16

Since I need to write some preprocesses for the data before using Tensorflow to train models, some modifications on the tensor is needed. However, I have no idea about how to modify the values in tensor like the way using numpy.

The best way of doing so is that it is able to modify tensor directly. Yet, it seems not possible in the current version of Tensorflow. An alternative way is changing tensor to ndarray for the process, and then use tf.convert_to_tensor to change back.

The key is how to change tensor to ndarray.
1) tf.contrib.util.make_ndarray(tensor): https://www.tensorflow.org/versions/r0.8/api_docs/python/contrib.util.html#make_ndarray
It seems the easiest way as per the document, yet I cannot find this function in the current version of the Tensorflow. Second, the input of it is TensorProto rather than tensor.
2) Use a.eval() to copy a to another ndarray
Yet, it works only at using tf.InteractiveSession() in notebook.

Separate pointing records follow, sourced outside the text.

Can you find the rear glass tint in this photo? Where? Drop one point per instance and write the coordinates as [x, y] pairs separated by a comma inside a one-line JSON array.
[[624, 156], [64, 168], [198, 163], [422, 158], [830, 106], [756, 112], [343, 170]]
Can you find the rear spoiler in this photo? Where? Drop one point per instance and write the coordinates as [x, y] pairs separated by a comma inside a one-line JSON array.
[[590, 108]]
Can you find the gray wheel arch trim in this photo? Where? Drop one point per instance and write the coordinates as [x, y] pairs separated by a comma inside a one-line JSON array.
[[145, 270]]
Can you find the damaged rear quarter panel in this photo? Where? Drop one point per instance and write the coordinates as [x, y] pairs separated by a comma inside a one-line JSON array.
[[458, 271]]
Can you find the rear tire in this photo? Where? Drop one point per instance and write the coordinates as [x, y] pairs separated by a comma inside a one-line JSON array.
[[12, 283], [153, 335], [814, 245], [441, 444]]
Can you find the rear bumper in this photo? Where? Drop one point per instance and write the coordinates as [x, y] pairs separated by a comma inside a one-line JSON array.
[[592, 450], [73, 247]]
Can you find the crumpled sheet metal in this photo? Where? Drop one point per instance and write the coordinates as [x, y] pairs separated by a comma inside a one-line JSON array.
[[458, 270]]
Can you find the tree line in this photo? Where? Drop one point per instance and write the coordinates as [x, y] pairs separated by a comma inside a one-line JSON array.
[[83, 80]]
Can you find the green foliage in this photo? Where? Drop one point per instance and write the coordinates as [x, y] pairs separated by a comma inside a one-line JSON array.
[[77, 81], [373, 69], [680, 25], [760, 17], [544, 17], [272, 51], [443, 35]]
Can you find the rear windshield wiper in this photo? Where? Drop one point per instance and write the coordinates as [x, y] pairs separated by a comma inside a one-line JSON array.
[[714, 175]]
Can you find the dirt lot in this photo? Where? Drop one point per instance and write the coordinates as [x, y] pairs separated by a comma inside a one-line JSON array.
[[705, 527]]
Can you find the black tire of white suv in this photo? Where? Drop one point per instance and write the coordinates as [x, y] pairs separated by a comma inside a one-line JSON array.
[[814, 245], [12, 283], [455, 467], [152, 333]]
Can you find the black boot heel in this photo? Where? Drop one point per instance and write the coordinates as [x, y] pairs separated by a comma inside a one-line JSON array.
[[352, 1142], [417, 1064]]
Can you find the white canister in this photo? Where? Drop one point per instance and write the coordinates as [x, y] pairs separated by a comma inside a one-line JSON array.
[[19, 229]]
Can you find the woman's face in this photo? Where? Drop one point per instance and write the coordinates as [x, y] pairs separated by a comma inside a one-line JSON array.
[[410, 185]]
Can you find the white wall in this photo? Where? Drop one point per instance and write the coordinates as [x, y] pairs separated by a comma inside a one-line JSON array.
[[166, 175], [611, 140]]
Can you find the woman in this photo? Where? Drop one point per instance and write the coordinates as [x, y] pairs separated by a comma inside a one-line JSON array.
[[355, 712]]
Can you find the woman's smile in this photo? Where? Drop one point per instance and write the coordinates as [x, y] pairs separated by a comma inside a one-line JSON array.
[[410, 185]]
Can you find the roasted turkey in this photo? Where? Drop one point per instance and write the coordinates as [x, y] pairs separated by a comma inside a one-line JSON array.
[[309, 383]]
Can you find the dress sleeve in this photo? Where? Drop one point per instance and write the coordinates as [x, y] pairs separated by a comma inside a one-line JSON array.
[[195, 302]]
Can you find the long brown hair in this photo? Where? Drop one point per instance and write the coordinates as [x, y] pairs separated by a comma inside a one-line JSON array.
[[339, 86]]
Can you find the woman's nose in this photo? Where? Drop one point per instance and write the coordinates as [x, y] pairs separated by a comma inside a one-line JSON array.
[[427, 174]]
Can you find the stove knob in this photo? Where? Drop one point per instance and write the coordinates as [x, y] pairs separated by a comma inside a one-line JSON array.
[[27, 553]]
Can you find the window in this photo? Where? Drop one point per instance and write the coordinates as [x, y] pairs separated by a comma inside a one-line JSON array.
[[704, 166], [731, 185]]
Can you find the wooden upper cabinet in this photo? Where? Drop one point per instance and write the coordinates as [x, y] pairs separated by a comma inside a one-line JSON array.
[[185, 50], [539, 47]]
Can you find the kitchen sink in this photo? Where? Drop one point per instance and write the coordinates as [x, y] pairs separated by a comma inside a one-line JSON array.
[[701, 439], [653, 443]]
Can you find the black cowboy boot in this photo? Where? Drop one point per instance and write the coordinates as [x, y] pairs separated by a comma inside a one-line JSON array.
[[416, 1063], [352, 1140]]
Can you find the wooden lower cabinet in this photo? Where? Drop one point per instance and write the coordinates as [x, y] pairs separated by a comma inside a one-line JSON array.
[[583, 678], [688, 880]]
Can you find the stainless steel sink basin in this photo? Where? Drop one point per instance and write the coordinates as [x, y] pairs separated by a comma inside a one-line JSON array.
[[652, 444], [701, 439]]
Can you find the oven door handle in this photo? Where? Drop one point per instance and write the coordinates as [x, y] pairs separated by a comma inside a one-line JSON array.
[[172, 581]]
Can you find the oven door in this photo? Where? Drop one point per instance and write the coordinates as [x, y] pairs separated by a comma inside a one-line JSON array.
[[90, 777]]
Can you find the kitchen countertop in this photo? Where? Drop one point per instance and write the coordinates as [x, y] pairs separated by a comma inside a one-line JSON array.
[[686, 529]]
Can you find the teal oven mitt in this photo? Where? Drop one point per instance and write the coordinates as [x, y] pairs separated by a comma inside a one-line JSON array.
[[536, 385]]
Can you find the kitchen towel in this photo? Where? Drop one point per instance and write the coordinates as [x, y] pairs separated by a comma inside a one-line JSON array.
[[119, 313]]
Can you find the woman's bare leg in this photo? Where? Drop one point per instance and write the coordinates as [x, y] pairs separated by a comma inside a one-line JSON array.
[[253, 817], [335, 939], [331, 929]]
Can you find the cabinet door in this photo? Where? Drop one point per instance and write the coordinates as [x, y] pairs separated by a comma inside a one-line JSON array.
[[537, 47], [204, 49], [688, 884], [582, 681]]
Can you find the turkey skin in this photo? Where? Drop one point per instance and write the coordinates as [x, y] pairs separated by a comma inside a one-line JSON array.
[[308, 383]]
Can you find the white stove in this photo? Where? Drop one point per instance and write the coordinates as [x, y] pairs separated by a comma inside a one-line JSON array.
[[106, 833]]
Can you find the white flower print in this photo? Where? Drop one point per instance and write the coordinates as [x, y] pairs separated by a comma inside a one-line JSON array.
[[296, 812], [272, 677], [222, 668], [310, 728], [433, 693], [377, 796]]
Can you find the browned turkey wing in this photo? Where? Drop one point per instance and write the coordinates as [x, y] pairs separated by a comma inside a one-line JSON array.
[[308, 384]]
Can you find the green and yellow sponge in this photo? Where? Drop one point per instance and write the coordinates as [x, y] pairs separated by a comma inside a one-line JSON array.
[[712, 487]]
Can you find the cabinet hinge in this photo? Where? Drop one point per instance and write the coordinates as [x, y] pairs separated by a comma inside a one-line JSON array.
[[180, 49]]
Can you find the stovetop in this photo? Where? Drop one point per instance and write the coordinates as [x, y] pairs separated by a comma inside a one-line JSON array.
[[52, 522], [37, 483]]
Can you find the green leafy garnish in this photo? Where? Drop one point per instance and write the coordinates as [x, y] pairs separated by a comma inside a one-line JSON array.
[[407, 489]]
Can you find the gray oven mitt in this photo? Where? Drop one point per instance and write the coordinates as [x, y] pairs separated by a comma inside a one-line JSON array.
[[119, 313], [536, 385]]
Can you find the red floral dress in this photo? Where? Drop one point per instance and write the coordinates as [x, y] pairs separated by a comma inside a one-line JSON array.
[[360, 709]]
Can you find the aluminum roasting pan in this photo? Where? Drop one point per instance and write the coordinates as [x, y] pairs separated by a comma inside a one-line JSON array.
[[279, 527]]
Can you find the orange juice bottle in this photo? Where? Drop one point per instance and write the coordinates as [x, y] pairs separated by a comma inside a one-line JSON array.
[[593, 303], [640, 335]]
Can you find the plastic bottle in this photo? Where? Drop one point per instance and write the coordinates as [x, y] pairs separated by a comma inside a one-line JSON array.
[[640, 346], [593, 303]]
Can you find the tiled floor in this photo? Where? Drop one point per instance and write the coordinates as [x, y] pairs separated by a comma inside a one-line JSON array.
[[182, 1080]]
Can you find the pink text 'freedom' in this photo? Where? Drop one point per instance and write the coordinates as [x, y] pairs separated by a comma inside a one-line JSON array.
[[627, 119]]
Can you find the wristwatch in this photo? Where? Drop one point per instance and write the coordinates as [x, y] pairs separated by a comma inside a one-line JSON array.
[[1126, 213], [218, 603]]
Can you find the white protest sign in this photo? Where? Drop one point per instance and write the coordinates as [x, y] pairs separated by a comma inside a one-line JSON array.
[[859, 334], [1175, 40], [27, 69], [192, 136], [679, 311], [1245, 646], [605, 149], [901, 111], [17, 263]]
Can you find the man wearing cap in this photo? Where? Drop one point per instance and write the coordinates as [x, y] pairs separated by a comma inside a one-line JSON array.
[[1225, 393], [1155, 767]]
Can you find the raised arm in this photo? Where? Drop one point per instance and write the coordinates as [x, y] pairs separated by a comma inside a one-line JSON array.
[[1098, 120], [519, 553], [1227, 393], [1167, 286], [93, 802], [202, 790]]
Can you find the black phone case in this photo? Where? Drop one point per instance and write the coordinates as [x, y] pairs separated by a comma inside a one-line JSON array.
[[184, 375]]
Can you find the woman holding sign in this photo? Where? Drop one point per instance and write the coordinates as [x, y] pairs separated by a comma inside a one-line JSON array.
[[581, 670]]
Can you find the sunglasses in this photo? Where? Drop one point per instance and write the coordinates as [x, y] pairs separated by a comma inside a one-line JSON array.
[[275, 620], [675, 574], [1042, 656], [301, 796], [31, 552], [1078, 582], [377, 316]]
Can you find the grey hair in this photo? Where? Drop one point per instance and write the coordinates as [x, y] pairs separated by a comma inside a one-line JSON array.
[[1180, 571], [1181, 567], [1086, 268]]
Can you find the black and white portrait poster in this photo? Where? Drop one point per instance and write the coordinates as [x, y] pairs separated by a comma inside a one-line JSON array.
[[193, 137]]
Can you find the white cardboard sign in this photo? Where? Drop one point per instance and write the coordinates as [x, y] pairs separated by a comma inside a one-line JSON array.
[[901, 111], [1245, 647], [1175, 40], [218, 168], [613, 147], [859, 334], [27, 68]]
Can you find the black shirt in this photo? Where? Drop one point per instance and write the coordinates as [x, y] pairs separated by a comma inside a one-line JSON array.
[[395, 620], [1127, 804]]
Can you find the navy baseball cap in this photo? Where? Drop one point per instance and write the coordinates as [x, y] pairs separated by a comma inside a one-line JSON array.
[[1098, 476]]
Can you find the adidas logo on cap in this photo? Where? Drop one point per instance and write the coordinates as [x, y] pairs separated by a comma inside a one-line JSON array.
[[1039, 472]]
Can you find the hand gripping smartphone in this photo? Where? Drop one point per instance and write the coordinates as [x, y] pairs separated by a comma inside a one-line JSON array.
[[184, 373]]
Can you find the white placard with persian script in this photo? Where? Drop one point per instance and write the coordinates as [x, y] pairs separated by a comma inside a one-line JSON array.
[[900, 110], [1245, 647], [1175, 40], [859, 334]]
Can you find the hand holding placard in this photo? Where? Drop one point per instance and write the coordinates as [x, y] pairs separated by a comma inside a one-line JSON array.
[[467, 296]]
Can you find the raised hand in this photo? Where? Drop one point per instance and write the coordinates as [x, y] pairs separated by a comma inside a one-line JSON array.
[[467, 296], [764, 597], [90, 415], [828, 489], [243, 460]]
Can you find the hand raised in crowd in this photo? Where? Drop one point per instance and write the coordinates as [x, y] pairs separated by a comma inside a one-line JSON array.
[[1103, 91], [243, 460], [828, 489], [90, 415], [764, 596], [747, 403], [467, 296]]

A simple case with codes shows below. The purpose of this code is making that the tfc has the same output as npc after the process.

HINT
You should treat that tfc and npc are independent to each other. This meets the situation that at first the retrieved training data is in tensor format with tf.placeholder().


Source code

import numpy as np
import tensorflow as tf
tf.InteractiveSession()

tfc = tf.constant([[1.,2.],[3.,4.]])
npc = np.array([[1.,2.],[3.,4.]])
row = np.array([[.1,.2]])
print('tfc:\n', tfc.eval())
print('npc:\n', npc)
for i in range(2):
    for j in range(2):
        npc[i,j] += row[0,j]

print('modified tfc:\n', tfc.eval())
print('modified npc:\n', npc)

Output:

tfc:
[[ 1. 2.]
[ 3. 4.]]
npc:
[[ 1. 2.]
[ 3. 4.]]
modified tfc:
[[ 1. 2.]
[ 3. 4.]]
modified npc:
[[ 1.1 2.2]
[ 3.1 4.2]]

user3030046
  • 279
  • 1
  • 4
  • 8

2 Answers2

10

Use assign and eval (or sess.run) the assign:

import numpy as np
import tensorflow as tf

npc = np.array([[1.,2.],[3.,4.]])
tfc = tf.Variable(npc) # Use variable 

row = np.array([[.1,.2]])

with tf.Session() as sess:   
    tf.initialize_all_variables().run() # need to initialize all variables

    print('tfc:\n', tfc.eval())
    print('npc:\n', npc)
    for i in range(2):
        for j in range(2):
            npc[i,j] += row[0,j]
    tfc.assign(npc).eval() # assign_sub/assign_add is also available.
    print('modified tfc:\n', tfc.eval())
    print('modified npc:\n', npc)

It outputs:

tfc:
 [[ 1.  2.]
 [ 3.  4.]]
npc:
 [[ 1.  2.]
 [ 3.  4.]]
modified tfc:
 [[ 1.1  2.2]
 [ 3.1  4.2]]
modified npc:
 [[ 1.1  2.2]
 [ 3.1  4.2]]
Sung Kim
  • 8,417
  • 9
  • 34
  • 42
  • 1
    Thanks! I think your thought is supposing that `tfc` shares the same value as `npc` at the beginning so that you can first process on `npc` and then `assign` it to `tfc` for the same output. This is however not the case. In the practical case that the only data you have is `tfc`, suggesting you need to treat the `npc` does not exist at the beginning. So the key should be at how to process the data in `tfc`. – user3030046 May 07 '16 at 00:20
  • @user3030046 Depends on the operations. If they are simple add/sub, use assign_sub/assign_add. Others, we have many other ways. Do you want to update elements in a tf.Tensor? If you give me a use case, I'll see what I can do. – Sung Kim May 07 '16 at 00:53
  • My case is that I am trying to implement the CBOW (the last cell in [here](https://github.com/tensorflow/tensorflow/blob/e39d8feebb9666a331345cd8d960f5ade4652bba/tensorflow/examples/udacity/5_word2vec.ipynb). And it needs to sum over the vectors of all nearby skips for prediction. Specifically, it is like using a row-wise sum over a 10-by-3 matrix and outputs a 10-by-1 vector. This convolutional operation will repeat on a 10-by-100 matrix and it will yield an output matrix of the identical size. Do you have any ideas? – user3030046 May 07 '16 at 02:57
  • @user3030046 Could you add another question with some sample code? It would be better to understand your question and answer it. Thanks! – Sung Kim May 07 '16 at 04:57
0

I struggled with this for a while. The answer given will add assign operations to the graph (and thus needlessly increase the size of the .meta if you subsequently save a checkpoint). A better solution is to use tf.keras.backend.set_value. One could emulate that with raw tensorflow by doing:

    for x, value in zip(tf.global_variables(), values_npfmt):
      if hasattr(x, '_assign_placeholder'):
        assign_placeholder = x._assign_placeholder
        assign_op = x._assign_op
      else:
        assign_placeholder = array_ops.placeholder(tf_dtype, shape=value.shape)
        assign_op = x.assign(assign_placeholder)
        x._assign_placeholder = assign_placeholder
        x._assign_op = assign_op
      get_session().run(assign_op, feed_dict={assign_placeholder: value})
user5931
  • 13
  • 3